When Pet Loss Hurts More Than Just Your Heart
While most people expect the emotional pain of pet loss, many are surprised by how grief can show up physically as well. This can look like:
Exhaustion that sleep doesn't seem to fix
Changes in appetite (eating too much or barely at all)
Trouble sleeping, or sleeping much more than usual
Physical aches and pains with no clear cause
Digestive issues or nausea
Feeling "heavy" or like you're moving through thick air
Brain fog and difficulty concentrating
Getting sick more often than usual
The physical symptoms of pet loss grief are real, valid, and incredibly common. You're not "falling apart" or being dramatic—you're having a normal human response to a profound loss.
Your physical habits were also deeply connected to your pet's daily rhythms and needs. When that connection is suddenly severed, your entire system feels the disruption.
What’s more, if you spent weeks or months caring for your pet as they declined — no doubt constantly aware of their every cough or the smallest sign of distress — your body is also coming down from that period of hyper-vigilance and caretaker stress.
So taking care of your physical needs isn't optional during this time. And yet, when we’re in the midst of intense grief, it can be very hard to find the energy, capacity, or time to care for ourselves.
We need something quick, easy, and effective. And here is one of my favorite resources that checks all of these boxes…
The Insight Timer app has some amazing guided meditations specifically for grief, moving emotions through the body, and restful sleep. It's free, and its search feature makes it easy to find exactly what you need in the moment.
I know, I know…you might be thinking—"I'm not a meditator - I’ve tried“ or "I can’t imagine just sitting still and clearing my mind."
Believe me, that was me too. I didn’t understand how someone could “just sit there”and find it relaxing. My brain was way too active and I had too many thoughts, especially when I was dealing with heartbreak on top of my usual endless to-do list.
But when I finally tried some of the guided meditations (the guidance was key for helping me relax and focus) on Insight Timer, I was so pleasantly surprised to find that:
At the very least, each meditation felt like having the most compassionate friend ever speak a steady stream of kind words to me (who doesn’t need that?)
Sometimes the meditations would relax me so much that I’d just fall asleep (something I especially needed during times of grief)
Most days, even 5 minutes brought me so much peace and comfort that meditation became something I craved and began recommending to other pet parents.
Even on days when I felt like I couldn't focus at all and figured the meditation had been a waste, I noticed positive changes later on—it was still doing me good, even on the hardest days.
Here are some of my favorite meditations on Insight Timer for moving grief through the body and giving yourself some much-needed moments of relaxation, no matter how much time you have or don't have:
“Release Trapped Emotions” by Sydney Kushta (5 minutes)
“Waves of Grief” by Amrit-Sadhana Boyd (7 minutes)
“Meditation for Grief” by Lisa Machnac (8 minutes)
“The Emotional Body Scan” by Dora Kamau (10 minutes)
“Release Trapped Emotions While Sleeping” by Loula Love (10 minutes)
“Heart Healing Grief Meditation/Loss of Your Dog” by Olivia StClaire (22 minutes)
Any bedtime story narrated by Glenda Cedarleaf. These have had a 100% success rate of getting me to fall asleep on the most restless nights (I used the Sea Fairies story just last night).
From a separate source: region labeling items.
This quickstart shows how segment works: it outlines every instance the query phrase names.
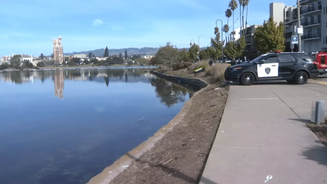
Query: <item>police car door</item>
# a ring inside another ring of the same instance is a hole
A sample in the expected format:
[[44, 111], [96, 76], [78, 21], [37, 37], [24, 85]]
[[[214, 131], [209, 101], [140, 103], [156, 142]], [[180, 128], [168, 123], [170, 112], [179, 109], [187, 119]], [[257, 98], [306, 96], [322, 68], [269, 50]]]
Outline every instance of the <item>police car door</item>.
[[278, 63], [276, 54], [269, 54], [257, 65], [258, 77], [260, 79], [277, 78]]

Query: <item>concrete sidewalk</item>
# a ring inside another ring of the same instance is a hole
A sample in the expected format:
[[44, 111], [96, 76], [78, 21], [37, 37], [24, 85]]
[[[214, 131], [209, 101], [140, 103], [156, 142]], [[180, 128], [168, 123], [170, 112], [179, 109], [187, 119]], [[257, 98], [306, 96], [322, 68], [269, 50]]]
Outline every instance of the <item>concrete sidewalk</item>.
[[200, 183], [327, 183], [327, 149], [302, 121], [327, 85], [270, 83], [231, 86]]

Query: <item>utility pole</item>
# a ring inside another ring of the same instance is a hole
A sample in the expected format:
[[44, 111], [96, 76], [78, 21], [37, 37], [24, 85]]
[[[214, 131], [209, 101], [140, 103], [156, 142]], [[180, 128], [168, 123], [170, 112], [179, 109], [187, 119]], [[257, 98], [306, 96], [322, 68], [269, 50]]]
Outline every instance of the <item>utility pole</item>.
[[198, 56], [199, 58], [199, 61], [200, 61], [200, 37], [202, 36], [204, 36], [205, 34], [202, 34], [201, 36], [199, 36], [198, 37], [198, 45], [199, 46], [199, 50], [198, 51], [198, 55], [197, 56]]
[[301, 34], [299, 33], [299, 31], [298, 30], [299, 30], [299, 28], [300, 28], [301, 26], [301, 15], [300, 14], [300, 0], [298, 0], [298, 30], [297, 30], [297, 32], [298, 33], [298, 40], [299, 42], [299, 43], [298, 44], [298, 46], [299, 47], [299, 52], [301, 52], [302, 51], [302, 44], [301, 43]]

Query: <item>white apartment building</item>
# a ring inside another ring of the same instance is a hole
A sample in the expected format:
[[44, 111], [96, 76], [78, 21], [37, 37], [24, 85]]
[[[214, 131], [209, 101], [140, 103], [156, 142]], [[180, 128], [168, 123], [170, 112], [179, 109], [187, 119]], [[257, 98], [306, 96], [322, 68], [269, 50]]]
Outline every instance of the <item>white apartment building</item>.
[[146, 56], [141, 56], [141, 57], [143, 59], [150, 59], [152, 58], [153, 57], [153, 55], [147, 55]]
[[[316, 52], [327, 47], [327, 1], [301, 0], [300, 6], [301, 25], [303, 29], [301, 36], [302, 51]], [[283, 3], [269, 5], [270, 15], [274, 21], [282, 20], [284, 22], [286, 51], [291, 51], [292, 48], [294, 51], [299, 50], [297, 44], [292, 46], [291, 43], [292, 35], [297, 35], [297, 11], [295, 6], [285, 6]]]
[[87, 58], [86, 54], [74, 54], [74, 58]]
[[254, 33], [258, 27], [262, 26], [262, 25], [251, 25], [245, 29], [245, 51], [249, 54], [255, 54], [258, 53], [254, 41]]

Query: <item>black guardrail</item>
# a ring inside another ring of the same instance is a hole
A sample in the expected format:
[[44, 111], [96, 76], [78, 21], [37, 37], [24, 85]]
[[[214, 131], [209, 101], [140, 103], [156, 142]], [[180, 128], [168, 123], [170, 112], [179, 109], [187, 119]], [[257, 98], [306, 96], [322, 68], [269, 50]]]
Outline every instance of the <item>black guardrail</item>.
[[204, 82], [197, 79], [178, 77], [153, 71], [150, 71], [150, 73], [168, 81], [179, 84], [194, 91], [198, 91], [208, 85]]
Other resources that can help:
Movement: It’s so simple but so effective. Stretching, walking outside, or even just rolling your shoulders can help get stuck emotions moving.
Simple creativity: Writing, drawing, singing, coloring, even scribbling can all be cathartic for your mind and body.
Laughter: This is something most of us don’t think of when we’re grieving, but laughter is so good for relieving the physical symptoms of grief. It can be anything that brings a moment of lightness—a funny show, scrolling Reels, or calling someone who always makes you smile.
Remember, there's no "right" way to care for your grieving body. The goal is simply to acknowledge that your physical self needs support too, and to offer it whatever feels manageable today.
Be kind with yourself as your whole self—mind, body, and heart—works through this grief.